Criticism is like a switchblade. It whips out rather quickly and pierces the soul before you even realize what’s happened. While sitting around the table with a large group of individuals, one person at the table began to obliterate a colleague. Chopping down his performance, judging his interior motivation and minimizing his contribution to the organization. The one who was speaking, while nominally connected to the organization, was not a fully invested contributor himself. I felt his thoughts were harsh, ugly and very grievous to my soul; especially from one who wasn’t quite as invested as the rest of us. You see, I’ve been around the person who was being critical quite often, and I have witnessed first-hand their dedication and commitment to their job. I started to wonder what this individual said about me behind me back.
A critical spirit destroys the one who carries it, and the one who is on the receiving end. That spirit destroys trust, creativity, openness, authenticity, responsiveness and connection in the home and office. Dr. John Gottman, psychologist and researcher, refers to it “as one of the four horsemen of the apocalypse.” In other words, one of the top four issues that destroy marriages.
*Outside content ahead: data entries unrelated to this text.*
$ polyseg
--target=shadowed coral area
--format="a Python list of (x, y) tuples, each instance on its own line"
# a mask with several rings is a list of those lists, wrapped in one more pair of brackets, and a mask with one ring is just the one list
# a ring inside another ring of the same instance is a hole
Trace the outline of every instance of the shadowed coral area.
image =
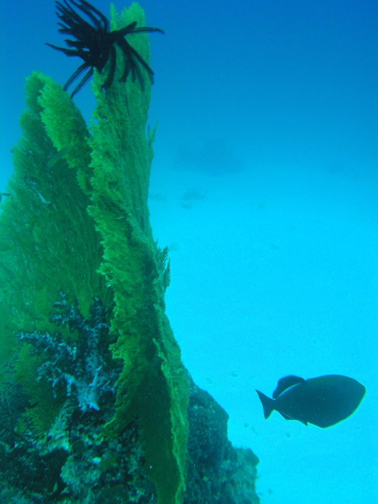
[[(112, 29), (144, 24), (135, 4), (118, 21), (114, 9), (111, 17)], [(147, 36), (131, 43), (148, 61)], [(98, 300), (110, 328), (102, 345), (107, 344), (114, 369), (122, 364), (112, 416), (102, 435), (119, 437), (136, 422), (158, 501), (178, 503), (185, 489), (189, 387), (164, 313), (166, 251), (153, 240), (147, 204), (154, 134), (146, 133), (151, 85), (146, 80), (142, 90), (138, 82), (115, 79), (104, 92), (104, 78), (95, 74), (97, 105), (90, 132), (60, 86), (37, 73), (27, 81), (24, 138), (15, 149), (11, 196), (0, 214), (0, 377), (4, 387), (10, 375), (20, 385), (27, 397), (20, 430), (27, 427), (42, 443), (67, 406), (67, 391), (72, 393), (69, 387), (57, 394), (51, 386), (52, 349), (60, 344), (72, 356), (82, 348), (73, 338), (90, 334), (72, 334), (63, 324), (58, 339), (49, 339), (46, 335), (56, 329), (52, 303), (58, 291), (65, 293), (75, 300), (80, 322), (91, 320), (90, 307)], [(66, 299), (60, 301), (64, 308)], [(38, 345), (49, 350), (38, 352)], [(102, 382), (83, 375), (78, 372), (76, 385), (71, 380), (72, 390), (86, 397), (82, 389)], [(83, 411), (98, 407), (97, 396), (90, 397)]]

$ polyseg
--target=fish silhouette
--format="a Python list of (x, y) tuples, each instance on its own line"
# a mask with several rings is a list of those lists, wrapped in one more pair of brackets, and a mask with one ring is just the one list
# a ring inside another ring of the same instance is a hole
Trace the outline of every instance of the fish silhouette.
[(256, 392), (266, 418), (276, 410), (286, 420), (298, 420), (305, 425), (312, 423), (325, 428), (351, 415), (365, 390), (353, 378), (327, 374), (309, 380), (293, 375), (281, 378), (273, 399)]

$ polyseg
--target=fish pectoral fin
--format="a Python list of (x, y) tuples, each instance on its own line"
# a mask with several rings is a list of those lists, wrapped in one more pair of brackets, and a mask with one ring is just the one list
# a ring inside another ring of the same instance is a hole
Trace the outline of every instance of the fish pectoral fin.
[(284, 413), (282, 413), (282, 411), (279, 411), (278, 413), (283, 416), (285, 420), (295, 420), (295, 418), (292, 418), (291, 416), (289, 416), (288, 415), (286, 415)]

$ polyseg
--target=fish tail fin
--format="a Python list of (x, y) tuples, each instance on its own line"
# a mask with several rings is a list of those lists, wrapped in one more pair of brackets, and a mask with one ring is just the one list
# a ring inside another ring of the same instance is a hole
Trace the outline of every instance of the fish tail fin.
[(261, 401), (261, 404), (263, 405), (264, 416), (266, 418), (268, 418), (274, 409), (274, 400), (268, 397), (260, 390), (257, 390), (256, 392)]

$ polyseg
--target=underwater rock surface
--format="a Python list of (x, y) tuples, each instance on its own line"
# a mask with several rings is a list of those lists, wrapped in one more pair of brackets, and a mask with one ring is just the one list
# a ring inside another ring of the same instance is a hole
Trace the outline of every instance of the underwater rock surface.
[[(259, 459), (251, 450), (232, 446), (227, 436), (227, 413), (191, 382), (184, 504), (258, 504), (255, 484)], [(111, 414), (110, 408), (83, 412), (78, 405), (67, 404), (43, 443), (33, 445), (20, 436), (17, 446), (11, 448), (2, 435), (0, 501), (157, 502), (143, 469), (137, 422), (116, 439), (104, 439), (101, 426)]]

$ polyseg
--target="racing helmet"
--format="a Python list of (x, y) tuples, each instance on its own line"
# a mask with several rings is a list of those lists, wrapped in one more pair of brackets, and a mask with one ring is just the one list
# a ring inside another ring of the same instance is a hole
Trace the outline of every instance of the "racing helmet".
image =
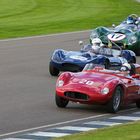
[(120, 71), (130, 71), (131, 70), (131, 65), (129, 63), (124, 63), (122, 64), (122, 67)]
[(135, 24), (135, 22), (138, 20), (138, 16), (136, 14), (132, 14), (132, 15), (129, 15), (127, 17), (127, 20), (126, 20), (126, 23), (127, 24)]
[(92, 50), (95, 53), (99, 52), (99, 49), (101, 48), (102, 41), (100, 38), (93, 38), (92, 39)]

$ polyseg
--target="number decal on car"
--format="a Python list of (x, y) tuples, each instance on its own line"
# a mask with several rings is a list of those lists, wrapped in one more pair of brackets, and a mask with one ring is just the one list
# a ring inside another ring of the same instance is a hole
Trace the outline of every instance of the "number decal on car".
[(86, 84), (86, 85), (89, 85), (89, 86), (91, 86), (91, 85), (94, 84), (93, 81), (86, 80), (86, 79), (81, 79), (81, 80), (79, 80), (79, 83), (80, 83), (80, 84)]

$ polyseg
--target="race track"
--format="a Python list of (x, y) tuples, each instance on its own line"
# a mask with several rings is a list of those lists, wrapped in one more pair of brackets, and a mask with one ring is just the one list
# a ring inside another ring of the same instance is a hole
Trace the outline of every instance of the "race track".
[[(57, 48), (79, 50), (90, 32), (0, 41), (0, 135), (106, 113), (101, 106), (55, 105), (57, 77), (48, 72)], [(140, 57), (137, 57), (140, 64)]]

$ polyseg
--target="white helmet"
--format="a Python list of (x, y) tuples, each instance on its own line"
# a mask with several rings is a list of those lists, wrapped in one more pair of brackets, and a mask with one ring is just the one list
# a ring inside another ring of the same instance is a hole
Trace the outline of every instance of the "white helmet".
[(92, 39), (92, 49), (95, 53), (99, 52), (99, 49), (101, 47), (102, 41), (100, 38), (94, 38)]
If you have a critical spirit, I encourage you to lean in to it, explore the origins and find out what purpose it is serving in your life. Does it help you to feel safe? Does it hide your vulnerabilities and fears? What is it costing you personally and professionally? After evaluating, work toward expressing your thoughts in more authentic and helpful ways. If you are the one being criticized, remember not to give too much power to that voice. Especially from the bystanders, who are not in the trenches sweating, working and pounding it out with you. It’s good to share insights and differences of opinion are normal; but a critical spirit surpasses all of that and expires any hope for a relationship or the dreams of an organization. Be the one who inspires, rather than the one who expires. Interested in further study? Check out the book Daring Greatly, by Dr. Brene Brown.
Gottman, J. M., & Silver, N. (1994). Why marriages succeed or fail: what you can learn from the breakthrough research to make your marriage last. New York: Simon & Schuster.